You did it. You really did. You gave us what we prayed for. We asked, and you answered with the adoption of three Chinese children. A glorious gift.
Remember all those lifted prayers? Oh, how we prayed, and prayed, and prayed for our kids. We prayed, our friends prayed and our families prayed. We talked to you more in our waiting than we ever had before. Day after day, we looked at empty chairs and struggled to carry hope. We tried so hard to trust your promises. It felt like a calling in our hearts, but in our minds, it felt over the top crazy. To say we were going to be the parents of children born to three other sets of parents from across oceans? Ludicrous. We were rational, practical people and this was walking on the wild side.
Admittedly, we wavered. Your promise was clear, but the hardness a surprise, the challenges hard to swallow. The waiting seemed pointless and endless. We couldn’t help but wonder when it would be our turn, and then doubt that it might never be. But, with our mustard seed sized faith, we made space in our hearts anyway.
Then you removed hurtles one by one: immigration approval, TA, consulate appointment, and finally plane tickets to the Far East. We found ourselves in government offices in Hebeii, Chengdu and Nanjing, China holding daughters and a son in our arms. We pressed their inked red feet onto documents written in Mandarin, and our lives forever merged.
Yes, adoptions happened before and after ours, but that doesn’t negate the absolute miracle of it all. You, the God of Bible stories, the one who turned water into wine, multiplied loaves and fishes and parted waters was at it again, this time right before our own eyes. The whole thing reeked of glory. Your dominion became undeniable.
The slightest difference in timing might have changed our story’s ending. If we’d applied in a different month, chosen a different agency, or if paperwork moved at a different speed, our gifts might have gone to other homes. Your colossal sovereignty is more than I can conceive. You painted stars into the heavens and placed the lonely in a family. You protected three little souls, and provided life saving medical care.
You did it. You truly did, and we remain always and forever grateful.
The empty chairs now have bodies in them. The clothes that hung waiting are worn out and too small. It’s years later, and I’ve almost forgotten what it felt like to not have them. I barely remember lingering long on my knees begging you to bring them on home.
Lots of time has passed. We are just a family now.

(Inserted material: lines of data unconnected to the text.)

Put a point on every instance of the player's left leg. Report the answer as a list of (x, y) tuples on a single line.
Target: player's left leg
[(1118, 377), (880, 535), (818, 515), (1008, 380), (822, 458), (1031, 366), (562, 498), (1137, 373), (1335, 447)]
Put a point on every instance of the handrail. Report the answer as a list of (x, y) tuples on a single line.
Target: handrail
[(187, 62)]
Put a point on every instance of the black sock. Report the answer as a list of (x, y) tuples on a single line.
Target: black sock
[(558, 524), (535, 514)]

The dreaming, fundraising and form filling is long behind us. Most days we are just trying to memorize multiplication tables, shop for shampoo, pack lunches and get to drama club on time.
I’m sorry to say, as time passes, the assurance of your presence and power that we experienced sometimes wanes. As new challenges arise, I wonder, yet again, if you’ll come through. My goodness, do I forget easily. You’ve done these massive miracles in our lives, three times now, and then I go and fail to expect you to be intentional. How you must shake your head at me. Forgive me.
For the rest of my life, let it be said that I remember. That I am grateful for your miracle work. That I am awed by your sovereignty over time and place, DNA and citizenships.
Just because time passes and normalcy sets in, I don’t want to forget what you’ve done for us. I don’t want to take it lightly. My kitchen chairs are filled with living, breathing Ebenezers.
Every time a little hand reaches for mine, I want to remember.
Every time I fill a cereal bowl, I have reason to be grateful.
The next time I doubt what you can do, please remind me of what you’ve already done.
Thank you, Jesus, for answering ludicrous prayers, and for carrying us safely into the “wild side”. If I forget, remind me.